Permintaan itu disampaikan Ahmad Syaikhu setelah melihat aksi demonstrasi buruh dan masyarakat sipil yang menolak UU Cipta Kerja.

Baca Juga: UU Cipta Kerja Jadi Polemik, Ridwan Kamil: Terima Dulu Saja, Nanti Dievaluasi 1-2 Tahun

"Presiden Jokowi harus mendengar suara buruh dan masyarakat. Terbitkan Perppu. Cabut UU Ciptaker. Sebab buruh dan masyarakat menolak keberadaannya," kata Ahmad Syaikhu yang baru satu hari menjabat sebagai Presiden PKS di Jakarta, Selasa, 6 Oktober 2020 sebagaimana dikutip Pikiranrakyat-Bekasi.com dari RRI.

Menurut Ahmad Syaikhu, aksi unjuk rasa buruh dan koalisi masyarakat sipil ini sangat bisa dipahami. Karena kandungan UU Cipta Kerja baik secara materil dan formil banyak cacat dan merugikan masyarakat. 

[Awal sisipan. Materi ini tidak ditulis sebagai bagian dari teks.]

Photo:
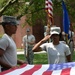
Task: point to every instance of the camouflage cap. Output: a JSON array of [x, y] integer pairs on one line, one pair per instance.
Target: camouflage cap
[[10, 19]]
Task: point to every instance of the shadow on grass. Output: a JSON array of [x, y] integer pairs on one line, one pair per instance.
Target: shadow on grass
[[40, 58]]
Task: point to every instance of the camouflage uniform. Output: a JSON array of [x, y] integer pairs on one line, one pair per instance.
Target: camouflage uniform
[[29, 55]]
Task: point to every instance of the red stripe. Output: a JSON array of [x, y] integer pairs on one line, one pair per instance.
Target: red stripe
[[47, 73], [32, 70], [66, 71], [12, 69]]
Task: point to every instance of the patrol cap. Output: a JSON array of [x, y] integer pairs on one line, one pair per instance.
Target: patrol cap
[[9, 20], [55, 30]]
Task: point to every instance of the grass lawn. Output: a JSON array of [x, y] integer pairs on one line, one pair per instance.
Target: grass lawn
[[40, 58]]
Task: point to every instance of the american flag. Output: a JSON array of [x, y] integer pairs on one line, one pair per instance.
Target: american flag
[[49, 10], [43, 69]]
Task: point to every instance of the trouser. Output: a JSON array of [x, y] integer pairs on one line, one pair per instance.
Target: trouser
[[30, 55]]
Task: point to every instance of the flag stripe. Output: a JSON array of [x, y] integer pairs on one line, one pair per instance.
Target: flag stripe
[[31, 71], [41, 70], [20, 70], [66, 71]]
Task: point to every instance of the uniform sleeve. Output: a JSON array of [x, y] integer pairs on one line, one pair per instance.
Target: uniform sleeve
[[4, 43], [67, 50]]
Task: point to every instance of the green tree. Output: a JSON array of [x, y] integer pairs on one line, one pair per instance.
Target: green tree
[[33, 9]]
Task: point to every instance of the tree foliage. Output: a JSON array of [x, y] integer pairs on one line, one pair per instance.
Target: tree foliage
[[33, 9]]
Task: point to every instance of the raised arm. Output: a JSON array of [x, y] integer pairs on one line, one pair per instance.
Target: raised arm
[[37, 46]]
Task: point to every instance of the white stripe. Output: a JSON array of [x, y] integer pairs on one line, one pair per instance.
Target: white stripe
[[56, 72], [72, 72], [41, 70], [21, 70]]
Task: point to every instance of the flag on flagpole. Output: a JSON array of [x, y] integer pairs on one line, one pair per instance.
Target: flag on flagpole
[[43, 69], [66, 20], [49, 10]]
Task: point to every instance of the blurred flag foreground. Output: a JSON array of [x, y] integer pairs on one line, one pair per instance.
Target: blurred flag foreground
[[43, 69]]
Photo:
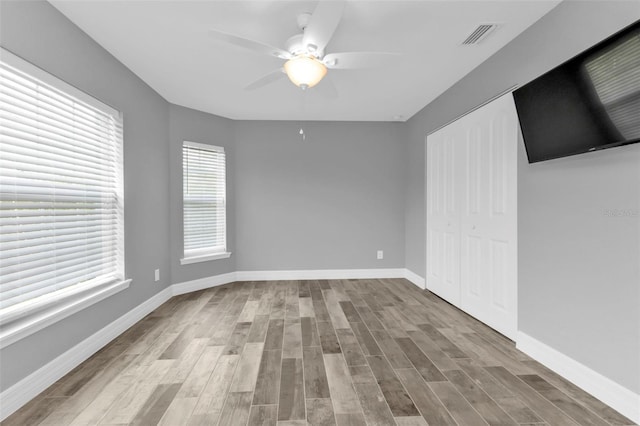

"Aksi buruh dan koalisi masyarakat sipil sangat bisa dipahami. UU Ciptaker berdampak buruk bukan hanya kepada buruh dan pekerja, tetapi juga berdampak buruk ke sektor lingkungan hidup dan kedaulatan ekonomi kita," ujar Ahmad Syaikhu.

Baca Juga: Hotman Paris Akui Telah Pahami Isi UU Ciptaker, Warganet: Tolong Bela Kami sebagai Wakil Rakyat Bang

Ahmad Syaikhu menambahkan, UU Cipta Kerja memuat substansi pengaturan yang tidak adil bagi nasib pekerja atu buruh Indonesia, dan lebih memihak kepada kepentingan pemodal dan investor. 

"Hal ini tercermin dalam perubahan pasal-pasal yang berkaitan dengan hubungan pengusaha-pekerja, upah dan pesangon," kata Ahmad Syaikhu.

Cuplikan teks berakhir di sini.